Hey, from the garden, y’all!
We haven’t really had much of winter here in North Florida, it’s been nice, but strange. Most of my plants and flowers have died back, a few have hung on, but the garden still looks like it’s in a late-Fall state of mind. All of this warm weather has me itchin’ to get out and pull weeds, plant seeds, and get my hands dirty. The only problem, I keep hearing my Grammy’s voice in my head. She was an excellent gardener, her garden was always lush and beautiful and rivaled anything in Better Homes and Gardens. It was her opinion that you must wait until Good Friday to plant, and if Easter came late, then you wait until at least, March 15. That didn’t mean you couldn’t prep the garden, but you had to give the ground a chance to warm up. She never wore gloves in the garden, she said you could feel the temp and moisture of the soil better without ‘em. So you can see why I’ve been a little apprehensive to get anything started. I’ve wanted to so badly, but I’ve held back. Until yesterday…I couldn’t anymore, please forgive me Grammy.

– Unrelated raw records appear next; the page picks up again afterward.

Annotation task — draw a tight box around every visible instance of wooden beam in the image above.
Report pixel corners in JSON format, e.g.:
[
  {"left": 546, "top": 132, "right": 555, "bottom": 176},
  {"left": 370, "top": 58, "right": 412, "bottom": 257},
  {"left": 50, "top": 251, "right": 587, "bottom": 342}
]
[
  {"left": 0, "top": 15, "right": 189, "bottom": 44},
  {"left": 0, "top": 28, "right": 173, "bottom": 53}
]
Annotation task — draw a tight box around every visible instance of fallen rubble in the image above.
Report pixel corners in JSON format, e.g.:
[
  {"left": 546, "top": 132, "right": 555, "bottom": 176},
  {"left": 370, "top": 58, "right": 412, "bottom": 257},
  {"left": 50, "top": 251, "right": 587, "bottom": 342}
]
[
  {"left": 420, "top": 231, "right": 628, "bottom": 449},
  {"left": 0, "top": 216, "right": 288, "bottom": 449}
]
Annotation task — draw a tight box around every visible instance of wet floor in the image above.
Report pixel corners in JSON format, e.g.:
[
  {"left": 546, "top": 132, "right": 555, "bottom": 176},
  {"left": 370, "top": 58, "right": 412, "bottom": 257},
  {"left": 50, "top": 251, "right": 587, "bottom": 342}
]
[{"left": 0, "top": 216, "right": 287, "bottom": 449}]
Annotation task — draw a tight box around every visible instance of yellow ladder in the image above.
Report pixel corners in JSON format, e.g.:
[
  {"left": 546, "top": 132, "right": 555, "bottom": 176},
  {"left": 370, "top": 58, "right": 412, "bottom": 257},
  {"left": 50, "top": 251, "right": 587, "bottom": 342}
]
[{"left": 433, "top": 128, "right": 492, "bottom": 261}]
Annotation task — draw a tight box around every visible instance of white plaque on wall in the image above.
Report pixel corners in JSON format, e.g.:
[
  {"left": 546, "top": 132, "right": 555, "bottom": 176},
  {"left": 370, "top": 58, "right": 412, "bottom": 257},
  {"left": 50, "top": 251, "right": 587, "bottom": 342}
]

As I was cleaning out my beds I came across a Bell Pepper plant that hadn’t completely died back. I was ready to cut him back, when under a few green leaves I saw it. Something very green, the size of a golf ball, what was it? It was a Bell Pepper…and there beside it was another one! Let me tell you about this particular Bell Pepper plant, it was front and center in the rows of Bell Peppers last year and all it produced was one pepper all summer and fall. One pepper!?!?!? And I had nurtured that thing from seed! And here it was, neglected for months, after a few cold spells and it had produced not one, but two Peppers! Well, as often happens in the garden, I couldn’t help, but shake my head and wax philosophical. My Grammy did this, too. I can remember her soft, South Georgia voice, proclaiming, with hand on hip some moral platitude in the pentas or a lesson about love in the tea roses. Well, these Bell Peppers got me to thinking about things. Sometimes you just can’t rush things. Especially with children. With the Peppers, I had carefully tended the seeds in pots until they were seedlings then planted them in the carefully prepared garden bed. I watered them, fertilized them, and maybe even sang to them a little. All for one Pepper. But all of my work wasn’t for nothing, the fertilizer had made them strong enough to survive the cold spells. And the location in the garden sun that I’d chosen for them kept them warm, and when they were ready, they grew, not one, but two Bell Peppers. With our children we must keep tending to them, watering them with words of encouragement, teaching them right from wrong, persevering even when it seems like it is not working. Because it is working. Their hearts hear you when it seems their ears don’t. Keep loving them and teaching them and be patient…they will bloom in their time just the way God intended.